Anne babaların kızlarına bakışları, ilk aşklar, kadınların ve genç kızların bastırılmışlıklarını muzip bir dille anlatan Güver, 1993 yılında Limon dergisinde başladığı çizerlik yaşamına, Leman ve Pazartesi dergileri ile Yeni Binyıl gazetesinde devam etti. Halen sürdürdüğü Leman dergisi serüvenini, çıkardığı kitaplarıyla da taçlandıran çizer, şimdilerde Bayır Gülü kitapları serisinin dördüncüsüyle okuyucularının karşısına çıkıyor.
Kitapta basım tarihi olarak 2003 yazsa da, bu sizi şaşırtmasın, çünkü bu sadece basımdan kaynaklanan bir hata. Kadın erkek ilişkilerinin farklı ve neşeli bir yerden ele alındığı Bayır Gülü kitabı, Feyhan Güver çizgisi ve karikatüre dair pek soruya verdiği yanıtlarıyla söz, Feyhan Güver'in.
Genel olarak dergilerde yayımlanan çizgilerin bir kitapta toplanması fikri nasıl gelişiyor? Bir ihtiyaç mı ya da kitap sayesinde, dergi dışında farklı bir kitleye ulaşmak mümkün mü?

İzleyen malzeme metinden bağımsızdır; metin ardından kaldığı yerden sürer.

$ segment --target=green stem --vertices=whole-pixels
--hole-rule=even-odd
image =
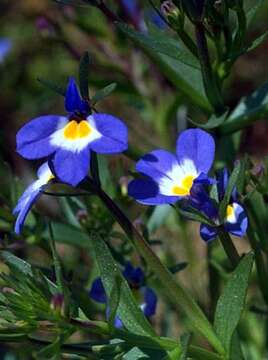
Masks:
[[[255,253],[255,262],[256,262],[256,269],[257,269],[259,284],[260,284],[260,291],[262,293],[265,303],[268,305],[267,268],[264,263],[264,259],[263,259],[259,241],[257,240],[257,234],[256,234],[256,232],[254,232],[252,230],[255,227],[253,227],[254,222],[253,222],[253,219],[251,218],[249,212],[248,212],[248,216],[250,219],[250,226],[248,227],[248,231],[247,231],[248,239],[249,239],[250,245]]]
[[[54,239],[51,222],[48,223],[48,228],[49,228],[49,235],[50,235],[49,242],[50,242],[50,247],[51,247],[51,252],[52,252],[52,257],[53,257],[53,263],[54,263],[54,267],[55,267],[56,283],[57,283],[59,292],[61,294],[64,294],[64,285],[63,285],[63,279],[62,279],[62,274],[61,274],[61,264],[60,264],[60,259],[58,257],[57,250],[56,250],[55,239]]]
[[[224,229],[220,229],[218,236],[232,267],[235,269],[240,261],[240,256],[230,235]]]
[[[224,103],[221,91],[217,86],[215,74],[212,70],[207,39],[202,23],[195,24],[195,34],[205,91],[211,105],[215,108],[215,111],[220,114],[224,112]]]
[[[91,189],[95,191],[96,195],[100,198],[107,209],[109,209],[113,217],[127,234],[134,247],[146,260],[148,266],[155,273],[157,279],[162,285],[162,291],[165,296],[169,297],[177,311],[183,311],[186,314],[193,328],[205,336],[209,343],[220,354],[224,354],[224,348],[215,334],[212,325],[209,323],[203,311],[193,300],[191,295],[174,281],[172,274],[161,263],[143,236],[136,230],[136,228],[132,225],[121,209],[113,202],[113,200],[101,188],[96,187],[95,184],[92,183],[91,179],[89,179],[89,182]]]

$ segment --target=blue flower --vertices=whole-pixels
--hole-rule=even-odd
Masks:
[[[142,304],[140,307],[144,315],[148,318],[153,316],[156,312],[157,296],[151,288],[145,286],[145,276],[142,269],[139,267],[133,267],[133,265],[128,262],[124,268],[123,275],[130,288],[133,291],[138,290],[139,294],[142,296]],[[97,278],[93,281],[89,296],[91,299],[101,304],[107,303],[107,297],[101,278]],[[106,313],[107,316],[109,316],[109,308],[107,308]],[[123,326],[119,317],[115,318],[114,326],[117,328],[121,328]]]
[[[211,183],[208,172],[214,153],[211,135],[199,129],[185,130],[178,137],[176,155],[155,150],[137,162],[136,170],[144,178],[131,181],[128,193],[145,205],[173,204],[190,198],[193,185]]]
[[[217,188],[218,188],[218,198],[219,201],[223,200],[225,190],[227,188],[228,184],[228,171],[224,169],[221,171],[218,175],[218,182],[217,182]],[[227,206],[226,209],[226,216],[224,219],[223,226],[227,232],[229,232],[232,235],[242,237],[245,235],[248,227],[248,218],[245,209],[243,206],[241,206],[237,200],[237,190],[234,188],[230,203]],[[198,196],[195,196],[197,199]],[[206,209],[202,205],[203,199],[200,201],[199,206],[196,207],[199,208],[201,211],[203,211],[206,215],[208,215],[212,220],[215,221],[215,223],[219,223],[218,218],[218,211],[215,210],[215,206],[212,203],[212,200],[207,200],[207,202],[210,202],[210,207],[214,208],[214,212],[207,213]],[[203,202],[204,203],[204,202]],[[212,227],[206,224],[201,224],[200,226],[200,236],[205,241],[211,241],[214,240],[218,235],[218,227]]]
[[[8,38],[0,39],[0,63],[2,63],[5,57],[8,55],[12,48],[12,41]]]
[[[34,181],[22,194],[21,198],[18,201],[17,206],[13,210],[13,214],[17,215],[17,220],[15,223],[15,233],[19,234],[24,225],[26,216],[28,215],[31,207],[42,195],[42,191],[50,184],[54,179],[48,163],[44,163],[37,171],[38,179]]]
[[[49,157],[56,177],[76,186],[88,174],[90,150],[120,153],[128,147],[128,132],[112,115],[90,115],[73,78],[67,87],[65,109],[68,116],[40,116],[24,125],[17,134],[17,151],[26,159]]]

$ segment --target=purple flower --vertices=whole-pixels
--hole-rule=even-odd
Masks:
[[[44,163],[37,171],[38,179],[34,181],[27,189],[24,191],[20,197],[17,206],[13,210],[13,214],[17,215],[17,220],[15,223],[15,233],[19,234],[24,225],[26,216],[28,215],[31,207],[36,202],[36,200],[41,196],[42,190],[44,190],[49,183],[54,179],[48,163]]]
[[[173,204],[191,198],[196,184],[210,184],[208,172],[212,166],[215,142],[203,130],[183,131],[177,140],[176,155],[155,150],[144,155],[136,170],[144,178],[130,182],[128,193],[145,205]]]
[[[218,183],[217,183],[219,201],[223,200],[225,190],[228,184],[228,178],[229,178],[228,171],[226,169],[224,169],[219,173]],[[198,198],[198,196],[196,198]],[[212,205],[212,200],[210,200],[210,203],[211,206],[214,206]],[[199,205],[199,210],[206,213],[206,210],[201,205],[201,201]],[[219,223],[218,211],[215,211],[213,214],[210,215],[206,213],[206,215],[208,215],[212,220],[214,220],[216,224]],[[224,219],[223,226],[227,232],[238,237],[244,236],[247,231],[247,227],[248,227],[247,214],[243,206],[241,206],[237,201],[236,188],[234,188],[230,199],[230,203],[227,206],[226,216]],[[218,231],[219,229],[217,227],[212,227],[206,224],[201,224],[200,226],[200,236],[205,241],[214,240],[218,235]]]
[[[73,78],[67,87],[65,109],[68,116],[40,116],[24,125],[17,134],[17,151],[26,159],[49,157],[56,177],[76,186],[88,174],[90,150],[120,153],[128,147],[128,132],[112,115],[90,115]]]
[[[139,291],[142,297],[140,308],[142,309],[144,315],[148,318],[153,316],[156,312],[157,296],[151,288],[145,286],[145,276],[142,269],[140,267],[135,268],[130,262],[128,262],[124,268],[123,275],[130,288]],[[91,299],[101,304],[107,303],[107,297],[101,278],[97,278],[93,281],[89,296]],[[109,308],[107,308],[106,313],[107,316],[109,316]],[[114,326],[117,328],[121,328],[123,326],[123,323],[118,316],[115,318]]]
[[[2,63],[5,57],[8,55],[12,48],[12,41],[8,38],[0,39],[0,63]]]

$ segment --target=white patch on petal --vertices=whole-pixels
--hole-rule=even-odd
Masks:
[[[198,177],[198,172],[192,160],[185,159],[182,163],[174,164],[159,181],[159,190],[162,195],[186,196],[191,190],[191,183]],[[188,181],[187,181],[188,180]],[[188,183],[188,185],[186,185]],[[181,194],[178,190],[181,189]]]
[[[61,149],[80,152],[85,149],[88,144],[102,137],[102,134],[97,130],[93,116],[88,116],[85,120],[90,126],[90,133],[83,138],[67,139],[64,135],[66,125],[69,123],[68,119],[63,117],[59,122],[58,130],[56,130],[50,137],[50,143]]]

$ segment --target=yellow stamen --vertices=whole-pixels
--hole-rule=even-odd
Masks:
[[[176,185],[173,187],[172,189],[173,194],[179,196],[189,195],[191,188],[193,186],[193,182],[194,182],[194,176],[192,175],[185,176],[185,178],[181,182],[181,186]]]
[[[92,131],[89,123],[82,120],[80,123],[72,120],[64,128],[64,137],[68,140],[76,140],[87,137]]]
[[[227,209],[226,209],[226,217],[227,217],[227,219],[229,217],[232,217],[233,215],[234,215],[234,208],[233,208],[232,205],[228,205]]]

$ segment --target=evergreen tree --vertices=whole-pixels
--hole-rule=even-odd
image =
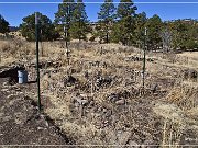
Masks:
[[[59,37],[51,19],[42,13],[38,13],[38,29],[40,32],[42,31],[42,41],[53,41]],[[28,41],[35,41],[35,14],[23,18],[20,31]]]
[[[163,29],[163,22],[161,18],[155,14],[152,18],[150,18],[146,22],[147,27],[147,44],[150,49],[157,49],[162,46],[162,29]]]
[[[74,0],[63,0],[63,3],[58,5],[58,11],[55,13],[55,24],[58,32],[64,32],[64,27],[67,32],[67,39],[70,39],[69,29],[74,22],[75,11]]]
[[[98,13],[98,19],[99,21],[96,27],[97,35],[100,41],[109,43],[112,24],[116,19],[116,7],[113,0],[105,0],[105,3],[101,5],[100,12]]]
[[[9,32],[9,22],[0,14],[0,33]]]
[[[73,13],[73,22],[70,26],[72,38],[87,39],[87,33],[89,32],[88,26],[88,18],[85,10],[85,4],[82,0],[77,0],[77,4],[75,7]]]
[[[113,41],[121,42],[124,45],[131,45],[135,41],[135,10],[132,0],[121,0],[118,5],[118,23],[113,26]]]
[[[135,15],[135,43],[139,48],[142,47],[144,42],[144,31],[145,31],[145,23],[146,23],[146,13],[142,12]]]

Kitabın benim için en cazip tarafı, daha çok bir arşiv gibi işlev görmesi. Dergiye çizmek çok hızlı gelişen ve çabuk tüketilen bir iş. Değerlidir; ama dergi, kitap gibi yıllarca saklanamaz. Ayrıca kitap size özeldir. Tabii hiç dergi okumamış insanlara da ulaşma şansınız var.
Karikatürlerinizde neden köyü ele alıyorsunuz?
Çünkü çıkış yerim, nedenim ve malzemem köydü. Ayrıca ellenmemiş de bir alandı. Belki daha önce "köy sorunları" çizilmişti, ama "köy durumları"nı ilk çizen ben oldum herhalde. Köyü acıklı ve gariban durumdan çıkarıp gerçekten hak ettiği gibi, kanlı canlı bir durumda çizdim.
Köy kadınını alışık olmadığımız yönleriyle, gayet açık bir biçimde anlatıyorsunuz. İlk başlarda beğenilmeyeceği ya da itici geleceği kaygısı taşıdınız mı?
Hiç öyle bir kaygı taşımadım, öyle bir tepki de almadım bugüne kadar. Çizdiğim her şey "insana dair". Bunun nesi itici olabilir ki...
Anlattığınız köy kadınları çoğu zaman son derece kurnaz, akıllı, karşısındakini alt etmeyi bilen kadınlar. Bunlar, gerçekten gözlemlediğiniz kadınlar mı yoksa görmek istedikleriniz mi?
Çizdiğim tiplemelerin temelinde hep bir gerçeklik vardır. Karikatürün ana özelliği abartıdır aslında. Abartırım ya da hayal gücümle süslerim. O zaman ortaya hem " Bu kadar da olmaz" hem de "Evet ya, ben biliyorum bunu" tipleri çıkar.
Kadın erkek ilişkilerini çok zor yaşandığı bir ortamda, köy ortamında anlatmak, daha önce köyde yaşamış bir insan için kolay mı gerçekten? Şu anda İstanbul'da yaşantınızı sürdürdüğünüze göre üretirken bir daralma yaşıyor musunuz?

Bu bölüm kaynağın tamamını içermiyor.